Dans l’Evqngile selon Marc 2,18-20, les disciples de Jean et les disciples des pharisiens s’en
prennent à Jésus au motif que ses disciples ne jeûnent pas alors qu’eux-mêmes s’astreignent à
une telle pratique. Jésus leur répond : « Les fils de la noce peuvent-ils jeûner tant que l’Époux
est avec eux ». Ce faisant, il qualifie implicitement le temps de sa présence parmi les siens
comme un temps de noce, qui rend le jeûne impossible, affirmation dont il conviendra de
préciser la portée en fonction de la métaphore biblique des noces. Cela étant, le texte se
poursuit en faisant annoncer à Jésus que viendront des jours où l’Époux aura été enlevé aux
fils de la noce et qu’alors ils jeûneront. Il faudra là aussi mesurer la portée d’une affirmation
qui réinstaure des médiations rituelles, comme le jeûne, là où la présence de l’Époux les
rendait vaines.
Stamatis ZOCHIOS : « Jeûne dogmatique et populaire dans le monde grec »
La première partie de notre exposé analysera les thèses des Pères de l’Eglise orthodoxe
grécophone concernant le jeûne - Jean Chrysostome, Basile de Césarée, Maxime le
Confesseur, Jean Colovos, Abba Pœmen, Jean Damascène, Grégoire Palamas, Jean Climaqueafin de présenter les axes et les fonctions principales de la privation de nourriture en tant que
partie indispensable à la pratique orthodoxe selon les règles du dogme. La deuxième partie
examinera la conception de ces règles par le peuple, leur intégration dans la double-foi
(combinaison des éléments religieux chrétiens et préchrétiens) et l’établissement des
nouvelles règles alimentaires pour des raisons surnaturelles (gestes rituels, croyances
populaires). Pour conclure, nous juxtaposerons les deux systèmes et leur mise en pratique, en
vue d'examiner leur points communs et divergents, afin de constater finalement comment le
jeûne peut nous aider à comprendre la relation entre le dogme et la forme populaire-laïque de
la religion.
Frédéric ROGNON, « Le jeûne dans le protestantisme »

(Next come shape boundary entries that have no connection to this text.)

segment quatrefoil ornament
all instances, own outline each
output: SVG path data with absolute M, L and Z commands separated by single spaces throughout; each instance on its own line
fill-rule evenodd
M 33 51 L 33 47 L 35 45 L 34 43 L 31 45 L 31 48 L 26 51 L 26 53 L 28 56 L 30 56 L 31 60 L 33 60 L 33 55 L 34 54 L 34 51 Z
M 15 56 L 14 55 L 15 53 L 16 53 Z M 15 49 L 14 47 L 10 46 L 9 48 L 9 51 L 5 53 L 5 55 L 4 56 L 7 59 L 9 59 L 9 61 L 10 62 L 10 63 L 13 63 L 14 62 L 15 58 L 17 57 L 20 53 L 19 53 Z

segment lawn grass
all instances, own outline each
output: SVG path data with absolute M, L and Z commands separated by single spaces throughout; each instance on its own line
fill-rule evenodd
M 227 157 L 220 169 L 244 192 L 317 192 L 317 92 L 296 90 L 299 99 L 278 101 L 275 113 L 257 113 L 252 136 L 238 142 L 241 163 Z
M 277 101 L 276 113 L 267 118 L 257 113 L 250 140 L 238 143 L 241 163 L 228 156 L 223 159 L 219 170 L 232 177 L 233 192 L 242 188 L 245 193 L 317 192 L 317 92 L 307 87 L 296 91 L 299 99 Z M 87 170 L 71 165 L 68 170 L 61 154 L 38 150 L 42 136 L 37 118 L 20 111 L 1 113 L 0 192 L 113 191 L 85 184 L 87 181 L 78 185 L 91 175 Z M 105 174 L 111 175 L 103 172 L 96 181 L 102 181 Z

Les relations entre la confession protestante et les pratiques de jeûne ont à l'évidence pâti de la
disqualification des oeuvres méritoires dans la conception du salut défendue par les
réformateurs. Et cependant, il n'est pas certain que les disciplines d'ascèse alimentaire ait
disparu dans le protestantisme, considéré dans sa diversité. Nous interrogerons notamment la
tension paradoxale entre le rejet du jeûne et le retour à l'Ecriture dans laquelle celui-ci est
récurrent ; les mutations conceptuelles afférentes au jeûne dans une économie du salut par
grâce ; et enfin, l'hypothèse d'un transfert, en protestantisme, du jeûne spirituel vers la grève
de la faim, d'acception plus politique.